Memasukkan Septian David membuat pola dasar Indonesia berubah dari 4-2-3-1 ke 3-3-1-3. Ricky Fajrin diposisikan sebagai bek tengah-kiri; Hansamu Yama bek tengah dan Putu Gede bek tengah-kanan. Febri Hariyadi yang awalnya bermain sebagai winger kiri agak diturunkan dan memainkan peran wing-back di sisi sebelah kiri pada babak kedua.

Hasilnya langsung terlihat enam menit setelah babak dua dimulai. Beto Goncalves menyamakan kedudukan. Septian David terlibat pada terciptanya gol ini dengan umpan silang yang ia kirimkan untuk Beto.

Sialnya lagi bagi Indonesia. UEA kembali unggul tiga menit setelah gol Beto. Shaun Evans, wasit yang sempat menuai kontroversi di Liga 1 Indonesia, kembali memberikan penalti untuk UEA. Zayed yang kembali menjadi eksekutor pun lagi-lagi membuat Andritany tak berdaya; kali ini lewat panenka.

Milla langsung bereaksi enam menit kemudian. Saddil Ramdani dimasukkan mengganti Irfan Jaya. Masih menemui deadlock, tiga menit jelang waktu normal berakhir Febri diganti Ilham Udin. Digantikannya Febri, Milla menginstruksikan Saddil bermain di sisi sebelah kiri.

Sama seperti Febri, Saddil bermain lebih dalam sebagai pemain sayap. Ia akan menerima bola pada posisi yang jauh sebelum kotak penalti lawan. Bedanya, Saddil tampaknya diinstruksikan untuk lebih dini mengirimkan umpan silang: tidak perlu lebih dulu mencapai kotak penalti untuk mengirim umpan silang. Sebelum mendekati kotak penalti, kaki kiri Saddil langsung mengirim umpan-umpan silang.

Dengan tambahan penyerang (memasukkan Septian David usai turun minum), skema ini cukup logis. Masuknya Septian David mendorong Stefano Lilipaly untuk lebih sering berada di kotak penalti, sehingga target umpan silang tidak hanya Beto seorang. Hasilnya Lilipaly berhasil mencetak gol pada menit ke-94 memanfaatkan umpan silang Saddil ke tiang dekat UEA.
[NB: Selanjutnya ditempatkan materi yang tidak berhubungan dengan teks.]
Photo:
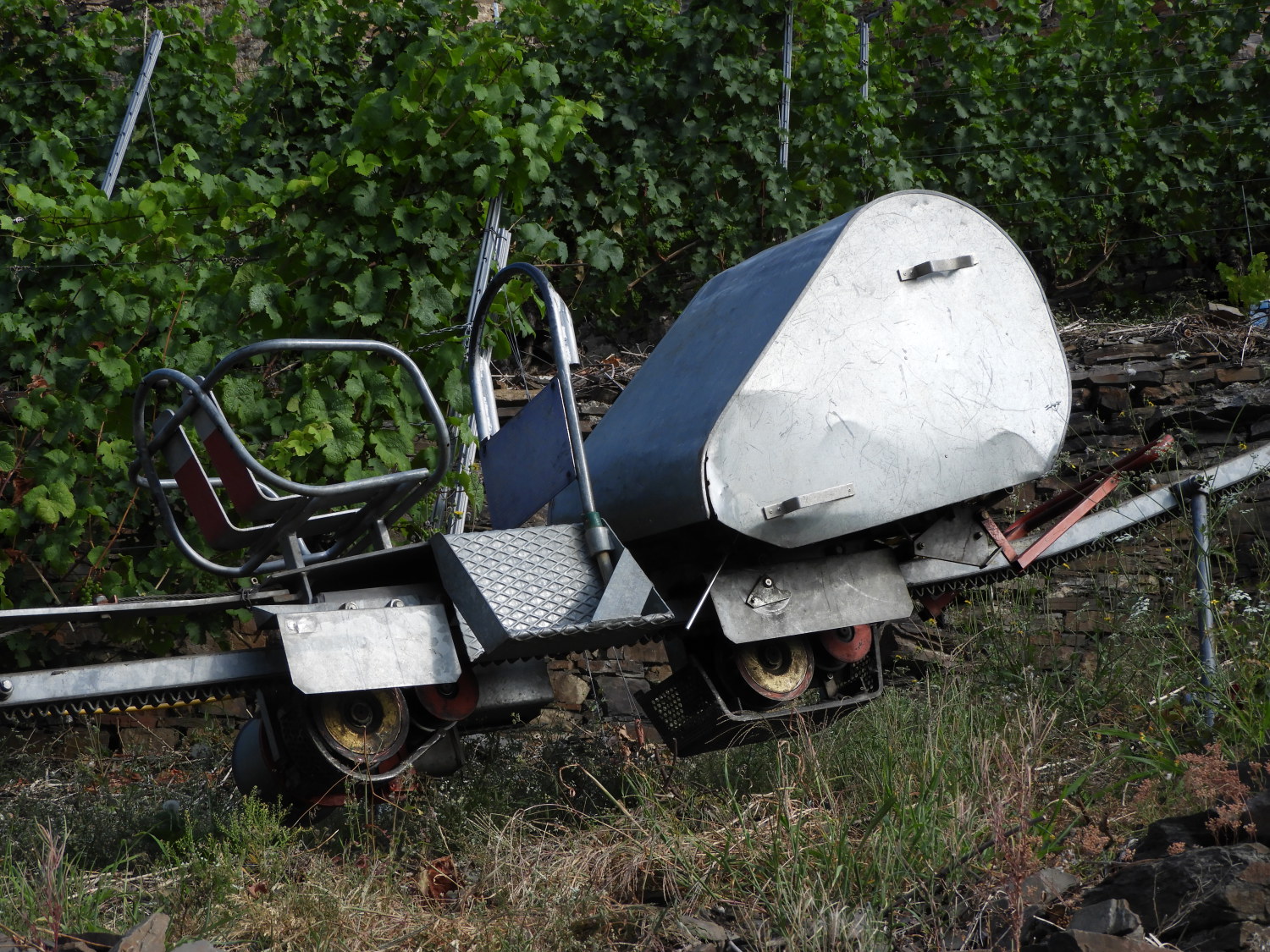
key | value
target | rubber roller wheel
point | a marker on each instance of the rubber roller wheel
(777, 670)
(449, 703)
(361, 728)
(845, 647)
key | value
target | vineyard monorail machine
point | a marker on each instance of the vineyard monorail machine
(813, 446)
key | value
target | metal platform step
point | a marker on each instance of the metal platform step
(521, 588)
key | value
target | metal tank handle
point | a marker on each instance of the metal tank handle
(940, 266)
(599, 543)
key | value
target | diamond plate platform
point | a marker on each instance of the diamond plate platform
(535, 591)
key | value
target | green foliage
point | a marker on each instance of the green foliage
(335, 190)
(322, 168)
(1249, 289)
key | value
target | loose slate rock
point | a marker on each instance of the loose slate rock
(1112, 916)
(1074, 941)
(147, 937)
(1236, 937)
(1046, 885)
(1194, 891)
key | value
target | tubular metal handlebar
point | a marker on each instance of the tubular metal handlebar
(566, 352)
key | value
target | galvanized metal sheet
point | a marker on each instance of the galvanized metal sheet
(813, 367)
(367, 649)
(759, 602)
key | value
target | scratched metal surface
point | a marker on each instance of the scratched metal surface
(813, 365)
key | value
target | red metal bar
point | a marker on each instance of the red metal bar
(1038, 548)
(1066, 499)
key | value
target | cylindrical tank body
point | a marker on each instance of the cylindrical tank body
(891, 362)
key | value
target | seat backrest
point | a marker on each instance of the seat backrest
(279, 523)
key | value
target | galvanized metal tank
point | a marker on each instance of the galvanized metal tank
(893, 360)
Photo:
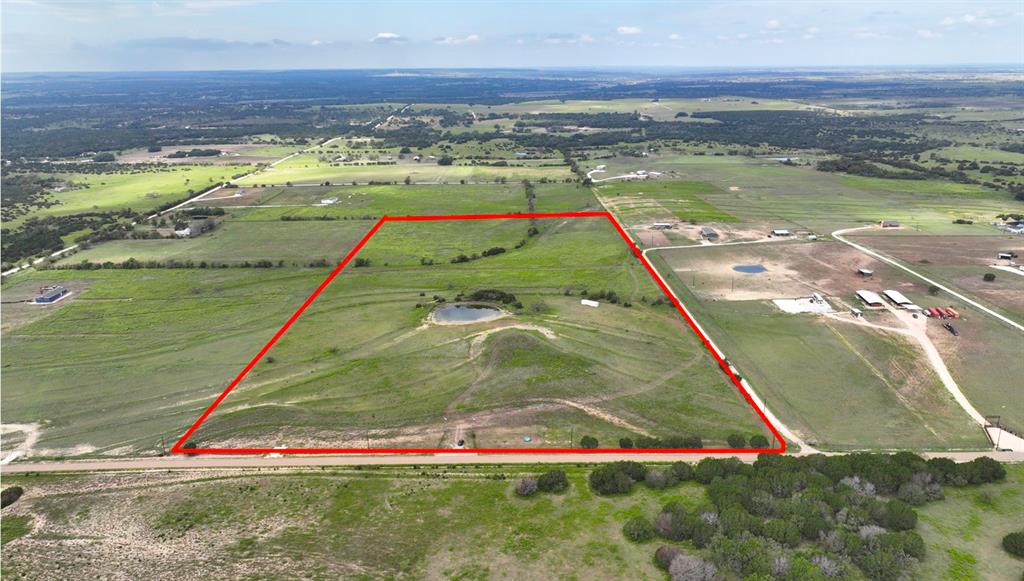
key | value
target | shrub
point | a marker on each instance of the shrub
(899, 516)
(10, 495)
(1013, 543)
(552, 481)
(609, 480)
(665, 555)
(736, 441)
(638, 530)
(690, 568)
(658, 479)
(682, 470)
(526, 487)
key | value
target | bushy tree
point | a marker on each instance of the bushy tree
(638, 530)
(690, 568)
(552, 481)
(1013, 543)
(609, 480)
(526, 487)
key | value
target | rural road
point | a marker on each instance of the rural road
(241, 462)
(838, 235)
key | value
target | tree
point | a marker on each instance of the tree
(1013, 543)
(609, 480)
(638, 530)
(526, 487)
(690, 568)
(552, 481)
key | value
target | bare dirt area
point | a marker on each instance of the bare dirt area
(231, 154)
(791, 270)
(961, 260)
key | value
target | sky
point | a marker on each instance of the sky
(196, 35)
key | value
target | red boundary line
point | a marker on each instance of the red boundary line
(177, 448)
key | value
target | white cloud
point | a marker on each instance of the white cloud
(456, 40)
(387, 37)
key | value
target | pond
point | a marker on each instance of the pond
(750, 268)
(465, 314)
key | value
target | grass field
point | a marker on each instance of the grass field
(99, 379)
(770, 195)
(964, 532)
(308, 168)
(429, 522)
(396, 380)
(893, 401)
(140, 191)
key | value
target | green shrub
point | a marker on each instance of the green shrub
(1014, 543)
(638, 530)
(552, 481)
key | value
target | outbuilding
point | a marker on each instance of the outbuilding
(869, 298)
(50, 294)
(709, 234)
(897, 298)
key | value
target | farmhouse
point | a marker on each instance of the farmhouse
(709, 234)
(869, 298)
(897, 298)
(49, 294)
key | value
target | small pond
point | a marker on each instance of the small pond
(465, 314)
(750, 268)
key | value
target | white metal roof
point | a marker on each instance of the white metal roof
(897, 297)
(869, 297)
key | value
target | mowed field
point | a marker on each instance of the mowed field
(309, 168)
(366, 366)
(767, 194)
(443, 522)
(891, 398)
(140, 191)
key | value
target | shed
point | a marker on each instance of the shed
(50, 294)
(869, 298)
(709, 234)
(897, 298)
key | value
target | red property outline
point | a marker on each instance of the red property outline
(177, 448)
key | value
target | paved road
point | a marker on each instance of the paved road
(242, 462)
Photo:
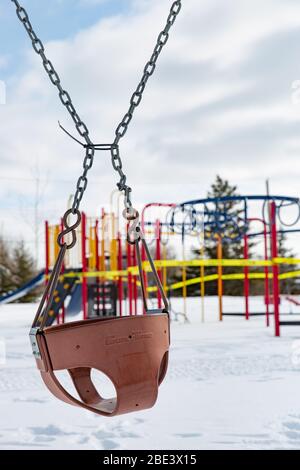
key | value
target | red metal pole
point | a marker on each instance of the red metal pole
(97, 254)
(135, 289)
(158, 258)
(47, 252)
(84, 268)
(276, 294)
(246, 281)
(266, 256)
(267, 295)
(129, 280)
(120, 268)
(61, 315)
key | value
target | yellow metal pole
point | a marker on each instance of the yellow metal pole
(164, 271)
(184, 288)
(220, 281)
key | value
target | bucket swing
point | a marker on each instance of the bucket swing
(132, 351)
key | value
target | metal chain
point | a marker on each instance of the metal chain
(81, 127)
(136, 99)
(66, 101)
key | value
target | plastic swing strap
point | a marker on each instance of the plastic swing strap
(42, 315)
(154, 272)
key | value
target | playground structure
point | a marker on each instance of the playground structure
(100, 277)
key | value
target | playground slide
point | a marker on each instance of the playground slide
(22, 291)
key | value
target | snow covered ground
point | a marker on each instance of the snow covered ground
(230, 386)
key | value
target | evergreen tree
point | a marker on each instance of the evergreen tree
(6, 277)
(23, 269)
(230, 230)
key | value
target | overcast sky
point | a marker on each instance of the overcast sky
(224, 100)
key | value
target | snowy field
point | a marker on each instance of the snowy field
(229, 386)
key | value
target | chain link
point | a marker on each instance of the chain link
(81, 127)
(137, 97)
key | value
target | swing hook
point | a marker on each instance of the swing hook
(134, 233)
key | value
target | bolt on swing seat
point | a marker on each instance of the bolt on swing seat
(131, 351)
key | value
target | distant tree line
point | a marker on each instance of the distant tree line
(17, 267)
(232, 250)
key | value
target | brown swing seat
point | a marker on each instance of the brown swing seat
(131, 351)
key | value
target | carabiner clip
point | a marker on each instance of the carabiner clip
(134, 233)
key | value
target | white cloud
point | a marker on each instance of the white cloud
(220, 101)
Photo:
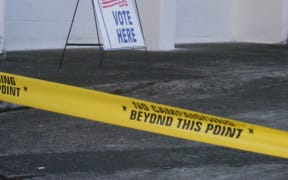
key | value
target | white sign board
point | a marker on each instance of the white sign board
(119, 24)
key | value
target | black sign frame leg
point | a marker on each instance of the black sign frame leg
(99, 44)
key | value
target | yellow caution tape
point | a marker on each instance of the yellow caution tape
(142, 115)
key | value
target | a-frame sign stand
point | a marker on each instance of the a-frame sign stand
(99, 44)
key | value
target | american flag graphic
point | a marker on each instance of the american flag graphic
(111, 3)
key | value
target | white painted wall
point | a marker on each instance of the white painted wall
(258, 21)
(41, 24)
(2, 8)
(158, 20)
(203, 21)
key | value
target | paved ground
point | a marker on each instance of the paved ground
(240, 81)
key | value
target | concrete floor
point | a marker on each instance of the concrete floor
(247, 82)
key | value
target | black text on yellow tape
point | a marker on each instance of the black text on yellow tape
(142, 115)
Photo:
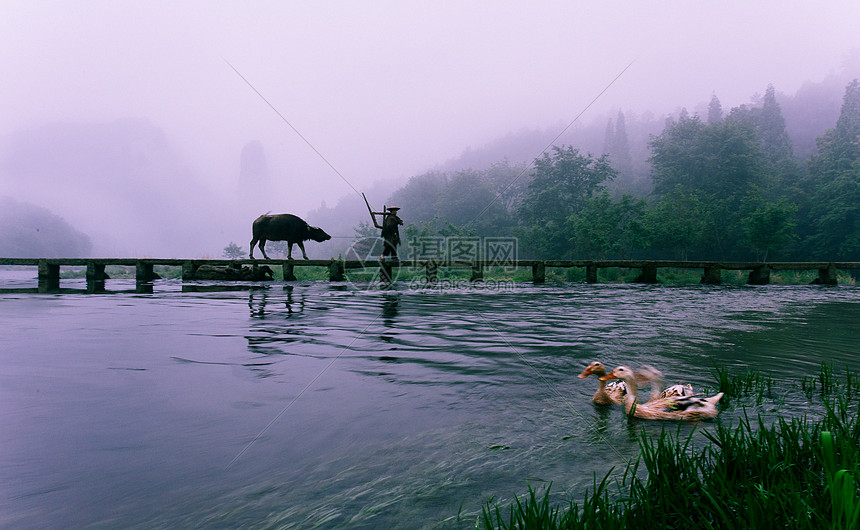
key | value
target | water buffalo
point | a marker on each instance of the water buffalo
(285, 227)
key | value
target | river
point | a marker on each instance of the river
(350, 406)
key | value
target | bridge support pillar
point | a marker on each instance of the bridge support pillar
(648, 275)
(827, 276)
(711, 276)
(539, 272)
(188, 270)
(143, 276)
(431, 271)
(477, 273)
(759, 276)
(289, 273)
(49, 276)
(335, 271)
(95, 277)
(591, 273)
(385, 272)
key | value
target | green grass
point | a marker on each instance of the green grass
(789, 473)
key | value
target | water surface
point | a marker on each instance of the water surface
(340, 406)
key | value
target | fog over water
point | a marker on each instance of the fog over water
(132, 120)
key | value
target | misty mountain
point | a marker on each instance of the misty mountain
(29, 231)
(122, 182)
(808, 112)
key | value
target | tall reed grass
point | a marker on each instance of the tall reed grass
(800, 473)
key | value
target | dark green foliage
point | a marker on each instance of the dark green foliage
(561, 185)
(834, 185)
(605, 228)
(729, 188)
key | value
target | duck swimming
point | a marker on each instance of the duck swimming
(607, 394)
(666, 408)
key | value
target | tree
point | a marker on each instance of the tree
(561, 182)
(715, 110)
(834, 185)
(720, 160)
(232, 251)
(770, 225)
(677, 222)
(608, 228)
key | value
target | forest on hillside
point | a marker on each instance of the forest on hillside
(712, 185)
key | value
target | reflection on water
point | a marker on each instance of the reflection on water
(316, 404)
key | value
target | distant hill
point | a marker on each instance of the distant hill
(122, 182)
(29, 231)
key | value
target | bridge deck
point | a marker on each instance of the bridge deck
(49, 268)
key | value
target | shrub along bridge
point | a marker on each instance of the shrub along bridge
(759, 272)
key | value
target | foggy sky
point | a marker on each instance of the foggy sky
(385, 90)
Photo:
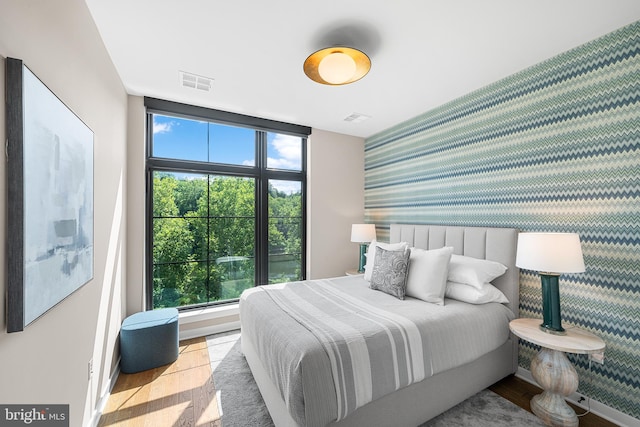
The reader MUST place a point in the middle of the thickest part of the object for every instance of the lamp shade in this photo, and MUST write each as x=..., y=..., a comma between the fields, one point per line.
x=550, y=252
x=362, y=233
x=337, y=65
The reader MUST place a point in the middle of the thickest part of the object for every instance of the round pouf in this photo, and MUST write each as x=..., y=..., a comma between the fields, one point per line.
x=149, y=339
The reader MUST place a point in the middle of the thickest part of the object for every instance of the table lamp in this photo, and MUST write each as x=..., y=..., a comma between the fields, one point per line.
x=550, y=254
x=363, y=234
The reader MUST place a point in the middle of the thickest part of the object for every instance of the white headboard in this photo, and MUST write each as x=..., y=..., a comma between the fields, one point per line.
x=495, y=244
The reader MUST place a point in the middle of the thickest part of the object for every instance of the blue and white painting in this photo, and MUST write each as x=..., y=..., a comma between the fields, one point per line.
x=58, y=200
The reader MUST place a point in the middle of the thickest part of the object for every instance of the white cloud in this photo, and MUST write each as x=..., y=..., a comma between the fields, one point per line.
x=287, y=187
x=288, y=150
x=162, y=127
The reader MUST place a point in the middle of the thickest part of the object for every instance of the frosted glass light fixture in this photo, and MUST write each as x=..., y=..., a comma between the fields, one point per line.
x=363, y=234
x=550, y=254
x=337, y=65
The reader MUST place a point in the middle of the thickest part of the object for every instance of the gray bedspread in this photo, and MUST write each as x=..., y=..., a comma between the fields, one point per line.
x=331, y=346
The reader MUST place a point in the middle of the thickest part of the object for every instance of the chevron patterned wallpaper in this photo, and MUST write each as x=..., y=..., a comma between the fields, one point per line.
x=555, y=147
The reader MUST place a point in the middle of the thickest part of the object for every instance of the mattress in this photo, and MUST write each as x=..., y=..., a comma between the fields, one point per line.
x=331, y=346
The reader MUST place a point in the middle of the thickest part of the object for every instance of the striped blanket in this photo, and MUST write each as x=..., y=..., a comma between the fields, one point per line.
x=331, y=346
x=372, y=351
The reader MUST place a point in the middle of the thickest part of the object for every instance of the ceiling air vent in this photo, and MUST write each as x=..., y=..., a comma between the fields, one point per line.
x=356, y=118
x=195, y=81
UEA yang tak menyangka bisa kebobolan jelang akhir laga akhirnya harus keluar menyerang pada babak tambahan. Semakin menyerang UEA, lini pertahanan mereka pun semakin terbuka.

Indonesia terus menciptakan peluang walau pada akhirnya gagal membalikkan keadaan. Sampai akhir babak kedua extra time, Indonesia bukan hanya unggul penguasaan bola (60%), tapi juga dalam akurasi operan (81% berbanding 71%), tembakan tepat sasaran (7 berbanding 4), dan menang duel udara (62% banding 38%).

Angka-angka di atas menunjukkan jika permainan tim asuhan Luis Milla secara umum sudah sesuai dengan filosofi sepakbola Indonesia (FILANESIA), meski pada akhirnya laga harus dilanjutkan ke babak adu penalti.

Di babak penalti, dua penendang Indonesia, Septian David dan Saddil, gagal mencetak gol. Sementara hanya satu pemain UEA yang tendangannya membentur mistar, sisanya mampu "menipu" Andritany. Langkah Indonesia pun terhenti di babak 16 besar. Capaian yang sama dengan Timnas Indonesia pada Asian Games 2014.

Uni Emirat Arab, sementara itu, melangkah ke babak perempat final. Hasil yang cukup mengejutkan bagi mereka karena sepanjang fase grup UEA tampil kurang meyakinkan. Tergabung di Grup C, mereka hanya meraih satu kemenangan, melawan Timor-Leste. Melawan Tiongkok dan Suriah, UEA takluk. Mereka melangkah ke babak berikutnya sebagai peringkat tiga terbaik.

Luis Milla Out?

Sebelum laga melawan UEA, tekanan pada Milla sebagai pelatih Timnas Indonesia meninggi. Apalagi terdapat pernyataan Ketua Umum PSSI, Edy Rahmayadi, yang mengatakan bahwa jika Indonesia gagal memenuhi target di cabang sepakbola, Milla akan dipecat. PSSI sendiri menargetkan Indonesia masuk ke semifinal.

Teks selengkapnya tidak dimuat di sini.